6. Wolfson seeks money damages rather than equitable relief. Some courts have concluded that Burford abstention is only available for claims seeking equitable relief because the Supreme Court has noted the discretionary nature of equitable relief as a factor justifying Burford abstention. See Garamendi, 47 F.3d 350; Fragoso, 991 F.2d at 882; University of Maryland, 923 F.2d at 272. We think it unwise to make rigid distinctions between legal and equitable claims in the merged federal system, particularly for claims such as those under ERISA whose historical antecedents are unclear. See David L. Shapiro, Jurisdiction and Discretion, 60 N.Y.U.L.Rev. 543, 551-52 (1985). No doubt abstention is less apt to be appropriate when the federal plaintiff seeks money damages, but we do not read the Supreme Court's abstention jurisprudence as completely foreclosing abstention in money damage cases. The district court properly protected Wolfson's claim for monetary relief under ERISA by staying rather than dismissing her federal action. See Deakins v. Monaghan, 484 U.S. 193, 203-10, 108 S.Ct. 523, 530-33, 98 L.Ed.2d 529 (1988).

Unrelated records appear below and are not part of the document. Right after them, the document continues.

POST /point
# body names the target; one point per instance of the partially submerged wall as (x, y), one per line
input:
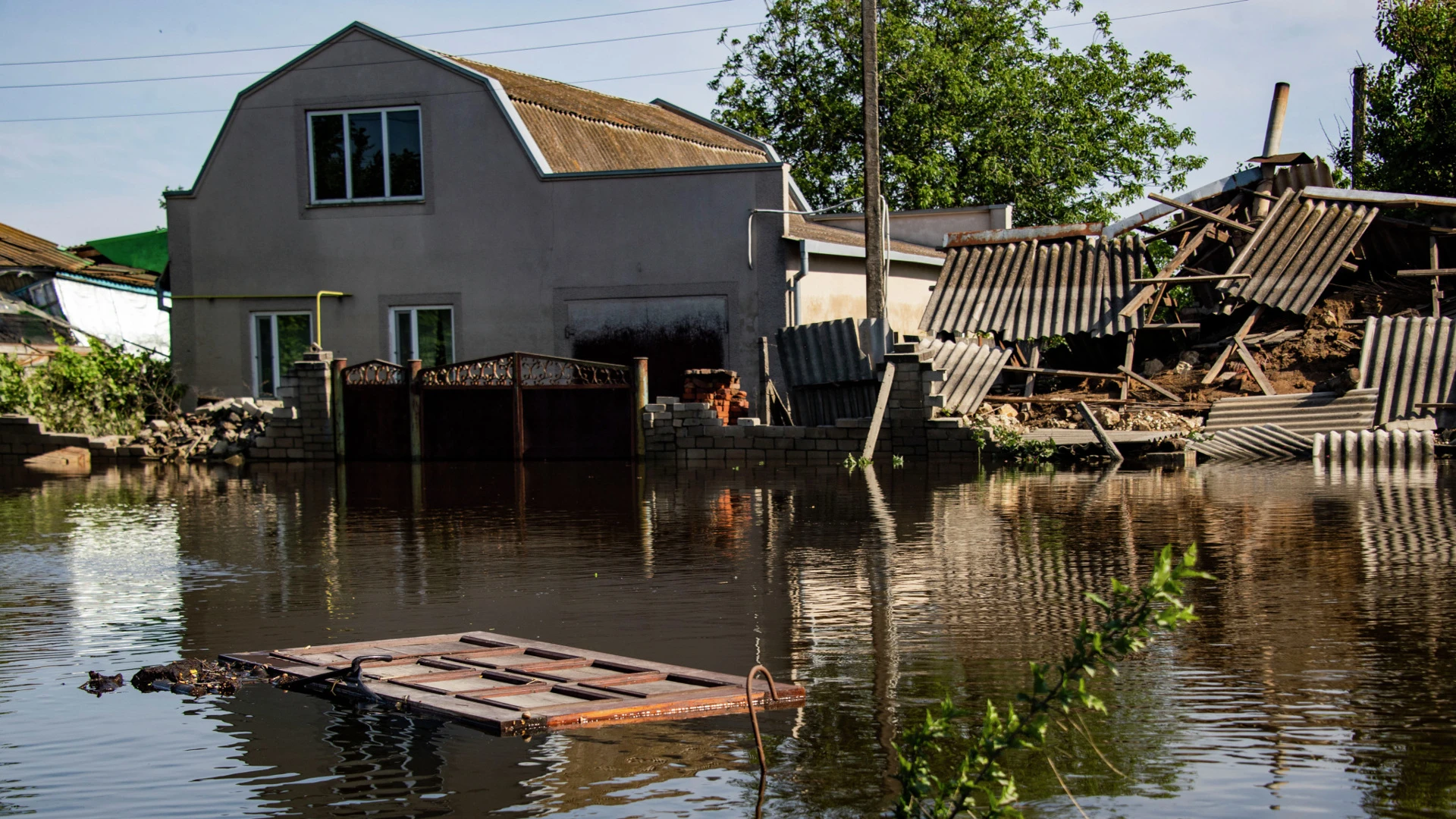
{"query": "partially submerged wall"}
(693, 435)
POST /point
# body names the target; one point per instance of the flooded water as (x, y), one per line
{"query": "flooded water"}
(1320, 679)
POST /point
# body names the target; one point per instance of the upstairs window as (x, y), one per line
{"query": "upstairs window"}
(379, 161)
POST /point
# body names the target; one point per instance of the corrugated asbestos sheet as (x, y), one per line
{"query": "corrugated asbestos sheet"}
(970, 371)
(823, 353)
(584, 130)
(1410, 362)
(1296, 251)
(1254, 444)
(1037, 289)
(1304, 413)
(827, 373)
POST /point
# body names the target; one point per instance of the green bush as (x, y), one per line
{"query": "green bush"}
(104, 392)
(979, 787)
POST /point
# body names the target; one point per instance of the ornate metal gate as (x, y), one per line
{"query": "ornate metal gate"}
(376, 411)
(526, 407)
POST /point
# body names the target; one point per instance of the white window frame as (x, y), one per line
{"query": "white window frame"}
(253, 334)
(348, 164)
(414, 327)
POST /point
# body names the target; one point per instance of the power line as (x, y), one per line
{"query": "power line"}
(264, 107)
(1152, 14)
(312, 44)
(375, 61)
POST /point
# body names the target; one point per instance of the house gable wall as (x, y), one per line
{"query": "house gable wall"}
(492, 238)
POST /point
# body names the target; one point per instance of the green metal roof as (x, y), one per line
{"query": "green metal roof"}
(147, 251)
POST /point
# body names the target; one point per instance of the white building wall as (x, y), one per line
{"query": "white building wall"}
(117, 316)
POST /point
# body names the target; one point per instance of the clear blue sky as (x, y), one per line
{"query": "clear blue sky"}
(72, 181)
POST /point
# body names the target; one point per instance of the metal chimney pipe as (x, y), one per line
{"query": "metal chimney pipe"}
(1276, 129)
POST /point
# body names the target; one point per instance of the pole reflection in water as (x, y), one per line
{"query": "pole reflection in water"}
(1320, 676)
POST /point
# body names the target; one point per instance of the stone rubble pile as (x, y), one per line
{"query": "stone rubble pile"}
(718, 388)
(215, 431)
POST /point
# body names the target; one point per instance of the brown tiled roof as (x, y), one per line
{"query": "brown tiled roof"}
(584, 130)
(120, 275)
(800, 228)
(19, 248)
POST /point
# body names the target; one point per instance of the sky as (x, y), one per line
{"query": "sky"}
(95, 175)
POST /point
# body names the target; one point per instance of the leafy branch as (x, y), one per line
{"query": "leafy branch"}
(981, 786)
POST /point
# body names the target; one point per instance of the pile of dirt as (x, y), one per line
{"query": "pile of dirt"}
(216, 431)
(196, 678)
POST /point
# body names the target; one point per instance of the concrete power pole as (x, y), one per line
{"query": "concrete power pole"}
(874, 218)
(1357, 127)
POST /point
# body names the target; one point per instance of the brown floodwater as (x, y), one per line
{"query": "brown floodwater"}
(1321, 676)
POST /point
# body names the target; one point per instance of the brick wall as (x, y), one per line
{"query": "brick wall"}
(305, 428)
(693, 435)
(22, 436)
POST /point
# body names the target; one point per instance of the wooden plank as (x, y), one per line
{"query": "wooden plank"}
(1207, 215)
(1238, 335)
(1068, 373)
(1184, 279)
(1128, 363)
(1150, 385)
(1185, 253)
(1254, 368)
(546, 687)
(1031, 378)
(881, 403)
(1101, 435)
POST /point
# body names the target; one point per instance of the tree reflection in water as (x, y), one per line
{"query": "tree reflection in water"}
(1318, 678)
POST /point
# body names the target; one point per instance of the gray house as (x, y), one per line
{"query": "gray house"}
(450, 210)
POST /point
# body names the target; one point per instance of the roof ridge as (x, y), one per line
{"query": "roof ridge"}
(654, 131)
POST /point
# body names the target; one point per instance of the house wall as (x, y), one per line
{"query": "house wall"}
(114, 315)
(835, 289)
(509, 249)
(928, 226)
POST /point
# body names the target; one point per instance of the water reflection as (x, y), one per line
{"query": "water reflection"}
(1320, 676)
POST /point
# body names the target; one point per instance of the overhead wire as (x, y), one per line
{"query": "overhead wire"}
(290, 105)
(378, 61)
(466, 55)
(312, 44)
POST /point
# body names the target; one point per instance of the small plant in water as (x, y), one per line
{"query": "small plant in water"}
(979, 786)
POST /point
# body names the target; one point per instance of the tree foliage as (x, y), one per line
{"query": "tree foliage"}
(979, 104)
(1411, 102)
(105, 391)
(979, 786)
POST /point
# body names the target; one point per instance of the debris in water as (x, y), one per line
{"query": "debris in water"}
(101, 684)
(196, 678)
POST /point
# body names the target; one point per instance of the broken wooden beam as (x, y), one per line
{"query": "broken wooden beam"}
(1238, 335)
(1207, 215)
(1187, 279)
(887, 384)
(1066, 373)
(511, 686)
(1101, 435)
(1150, 385)
(1254, 368)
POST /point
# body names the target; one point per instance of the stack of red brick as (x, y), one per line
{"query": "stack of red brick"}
(718, 388)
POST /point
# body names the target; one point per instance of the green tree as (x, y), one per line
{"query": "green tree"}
(1411, 102)
(979, 104)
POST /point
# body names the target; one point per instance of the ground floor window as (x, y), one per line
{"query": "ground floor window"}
(278, 341)
(422, 333)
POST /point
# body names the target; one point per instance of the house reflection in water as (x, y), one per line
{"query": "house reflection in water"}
(1310, 678)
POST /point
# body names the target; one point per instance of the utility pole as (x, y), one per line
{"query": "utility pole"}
(874, 218)
(1357, 127)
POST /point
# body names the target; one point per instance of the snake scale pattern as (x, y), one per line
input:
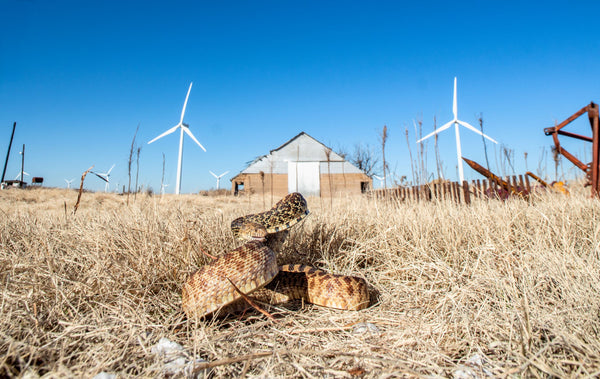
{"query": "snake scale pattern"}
(253, 269)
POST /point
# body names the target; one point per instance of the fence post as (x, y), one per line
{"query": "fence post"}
(466, 193)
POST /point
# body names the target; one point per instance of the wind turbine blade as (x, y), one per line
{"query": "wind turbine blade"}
(187, 131)
(468, 126)
(165, 133)
(185, 103)
(444, 127)
(454, 105)
(100, 176)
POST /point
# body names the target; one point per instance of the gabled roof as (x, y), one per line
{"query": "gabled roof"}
(300, 148)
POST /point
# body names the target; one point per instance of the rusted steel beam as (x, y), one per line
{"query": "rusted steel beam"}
(574, 135)
(556, 128)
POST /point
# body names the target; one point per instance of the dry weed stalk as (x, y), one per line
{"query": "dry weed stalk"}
(81, 189)
(514, 283)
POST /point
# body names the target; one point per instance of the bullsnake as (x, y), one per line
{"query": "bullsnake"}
(253, 268)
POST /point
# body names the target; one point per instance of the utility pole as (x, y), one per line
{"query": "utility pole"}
(8, 152)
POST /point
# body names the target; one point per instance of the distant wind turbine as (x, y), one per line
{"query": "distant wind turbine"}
(456, 122)
(162, 188)
(106, 177)
(218, 177)
(18, 177)
(183, 128)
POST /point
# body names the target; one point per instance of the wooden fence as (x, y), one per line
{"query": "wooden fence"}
(517, 186)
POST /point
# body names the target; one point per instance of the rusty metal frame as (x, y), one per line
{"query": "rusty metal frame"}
(591, 169)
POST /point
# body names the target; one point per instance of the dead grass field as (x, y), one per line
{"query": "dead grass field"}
(494, 289)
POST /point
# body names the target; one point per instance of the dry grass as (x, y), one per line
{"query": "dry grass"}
(516, 283)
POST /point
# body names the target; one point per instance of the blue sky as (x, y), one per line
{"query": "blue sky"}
(78, 77)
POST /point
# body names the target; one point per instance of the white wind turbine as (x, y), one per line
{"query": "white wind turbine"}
(456, 122)
(106, 177)
(218, 177)
(183, 128)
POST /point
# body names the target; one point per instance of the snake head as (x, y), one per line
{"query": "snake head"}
(251, 231)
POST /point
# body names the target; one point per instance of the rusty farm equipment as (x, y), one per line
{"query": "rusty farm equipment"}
(592, 169)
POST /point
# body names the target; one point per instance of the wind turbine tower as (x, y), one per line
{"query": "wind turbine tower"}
(106, 177)
(456, 122)
(218, 177)
(183, 128)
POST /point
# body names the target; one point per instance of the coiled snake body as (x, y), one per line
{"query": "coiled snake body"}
(253, 269)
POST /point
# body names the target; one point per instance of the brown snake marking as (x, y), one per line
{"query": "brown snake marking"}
(253, 268)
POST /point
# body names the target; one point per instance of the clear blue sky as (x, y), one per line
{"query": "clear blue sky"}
(79, 76)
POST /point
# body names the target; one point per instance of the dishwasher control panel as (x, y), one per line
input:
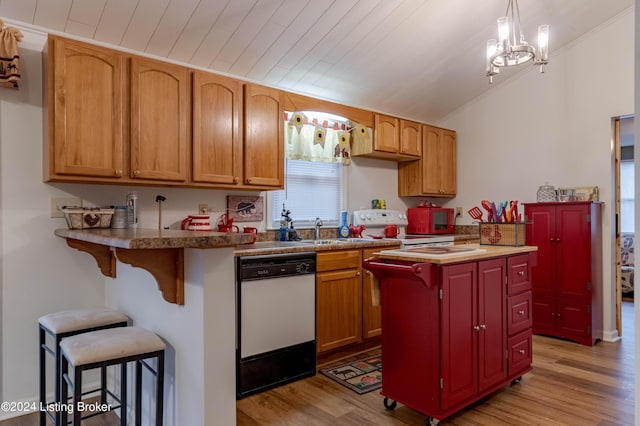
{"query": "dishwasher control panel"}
(272, 266)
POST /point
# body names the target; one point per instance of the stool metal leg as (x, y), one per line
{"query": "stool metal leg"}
(160, 389)
(62, 414)
(77, 395)
(123, 394)
(138, 393)
(43, 376)
(58, 380)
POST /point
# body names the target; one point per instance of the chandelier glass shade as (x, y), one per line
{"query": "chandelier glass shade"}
(511, 47)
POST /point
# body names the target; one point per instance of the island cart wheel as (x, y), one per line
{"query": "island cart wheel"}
(432, 422)
(390, 404)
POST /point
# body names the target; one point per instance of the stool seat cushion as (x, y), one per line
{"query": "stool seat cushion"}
(80, 319)
(112, 343)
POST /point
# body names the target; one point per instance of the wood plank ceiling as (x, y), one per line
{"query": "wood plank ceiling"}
(418, 59)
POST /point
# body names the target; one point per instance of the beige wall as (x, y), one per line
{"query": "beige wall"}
(553, 127)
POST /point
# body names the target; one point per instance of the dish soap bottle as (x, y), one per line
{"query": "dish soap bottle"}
(343, 230)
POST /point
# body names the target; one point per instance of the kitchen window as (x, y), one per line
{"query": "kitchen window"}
(311, 189)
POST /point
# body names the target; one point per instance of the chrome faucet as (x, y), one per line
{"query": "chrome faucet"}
(318, 225)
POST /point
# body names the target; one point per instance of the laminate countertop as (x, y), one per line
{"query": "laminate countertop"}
(154, 238)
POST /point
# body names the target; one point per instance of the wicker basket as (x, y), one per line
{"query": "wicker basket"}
(85, 218)
(503, 234)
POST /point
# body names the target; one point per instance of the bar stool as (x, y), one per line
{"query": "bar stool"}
(103, 348)
(61, 325)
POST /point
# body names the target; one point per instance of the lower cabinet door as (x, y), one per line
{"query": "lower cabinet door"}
(519, 316)
(338, 309)
(520, 352)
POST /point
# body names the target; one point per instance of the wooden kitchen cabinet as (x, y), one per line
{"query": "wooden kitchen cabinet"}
(435, 173)
(263, 136)
(393, 139)
(371, 314)
(121, 118)
(217, 129)
(338, 299)
(159, 119)
(348, 300)
(567, 282)
(85, 98)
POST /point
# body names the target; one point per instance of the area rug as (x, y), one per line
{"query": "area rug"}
(361, 376)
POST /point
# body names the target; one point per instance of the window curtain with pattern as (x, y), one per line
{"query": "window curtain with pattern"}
(317, 139)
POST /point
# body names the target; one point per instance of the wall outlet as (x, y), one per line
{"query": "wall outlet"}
(56, 204)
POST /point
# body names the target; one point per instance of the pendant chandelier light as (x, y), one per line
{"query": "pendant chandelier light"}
(511, 48)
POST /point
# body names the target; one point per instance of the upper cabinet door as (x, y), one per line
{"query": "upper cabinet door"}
(410, 138)
(217, 115)
(263, 136)
(159, 117)
(86, 107)
(438, 161)
(387, 136)
(448, 183)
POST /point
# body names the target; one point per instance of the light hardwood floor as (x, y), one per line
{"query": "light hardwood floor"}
(570, 384)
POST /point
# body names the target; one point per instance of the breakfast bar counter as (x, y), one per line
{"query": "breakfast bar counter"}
(195, 274)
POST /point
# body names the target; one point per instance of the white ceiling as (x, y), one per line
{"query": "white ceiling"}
(418, 59)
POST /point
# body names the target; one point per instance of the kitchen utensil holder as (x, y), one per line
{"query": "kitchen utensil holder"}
(503, 234)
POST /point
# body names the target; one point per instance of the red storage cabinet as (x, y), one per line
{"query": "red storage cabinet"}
(567, 281)
(446, 338)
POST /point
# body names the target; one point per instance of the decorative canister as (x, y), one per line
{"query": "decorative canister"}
(546, 193)
(119, 217)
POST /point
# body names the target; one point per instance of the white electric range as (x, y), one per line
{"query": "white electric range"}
(376, 220)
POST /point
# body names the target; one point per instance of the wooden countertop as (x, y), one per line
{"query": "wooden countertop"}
(475, 252)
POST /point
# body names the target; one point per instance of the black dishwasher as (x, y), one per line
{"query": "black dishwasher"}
(275, 320)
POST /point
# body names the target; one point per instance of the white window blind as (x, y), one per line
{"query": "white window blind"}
(312, 189)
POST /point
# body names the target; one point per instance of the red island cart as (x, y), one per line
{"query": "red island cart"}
(453, 331)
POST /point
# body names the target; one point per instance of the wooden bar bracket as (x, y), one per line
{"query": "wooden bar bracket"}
(102, 254)
(166, 265)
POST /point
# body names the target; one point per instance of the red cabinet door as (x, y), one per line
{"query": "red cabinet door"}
(492, 323)
(541, 233)
(458, 336)
(573, 250)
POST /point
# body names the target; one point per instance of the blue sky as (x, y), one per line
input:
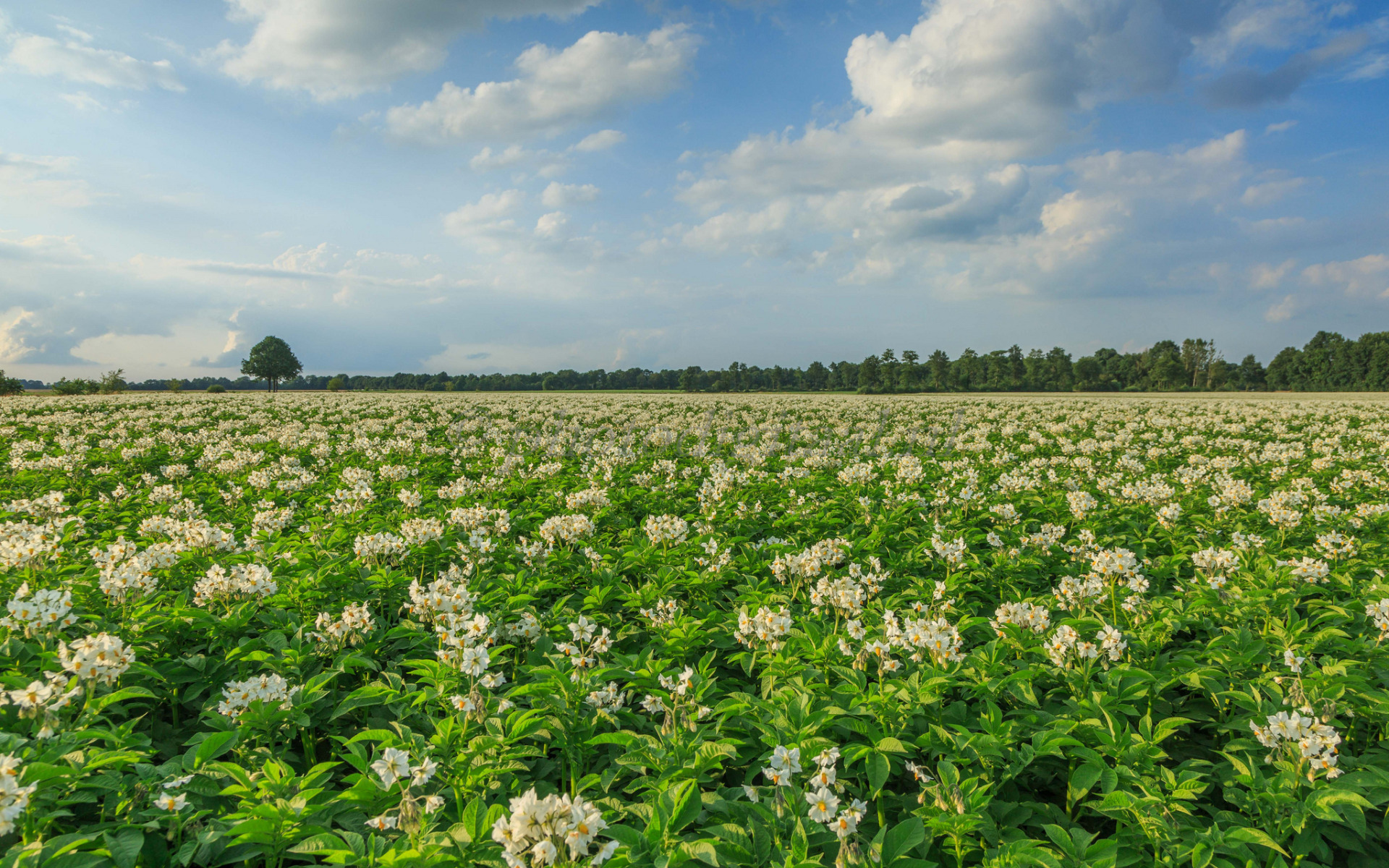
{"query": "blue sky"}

Giving due regard to the strong presumption in favor of exercising federal jurisdiction, we conclude that the district court properly abstained in this case. Even if reduced to judgment, Wolfson's claim against MBL can only be satisfied in the state court insolvency proceeding. Therefore, staying the federal action avoids piecemeal litigation, conserves judicial resources, and furthers the cost-minimizing purposes of rehabilitation by allowing the state court to determine as well as satisfy Wolfson's claim. We recognize that prolonged delay of her claim works a hardship on Wolfson, but that delay is largely attributable to her strategic decision not to assert her claim against Fortis.
The order of the district court is affirmed.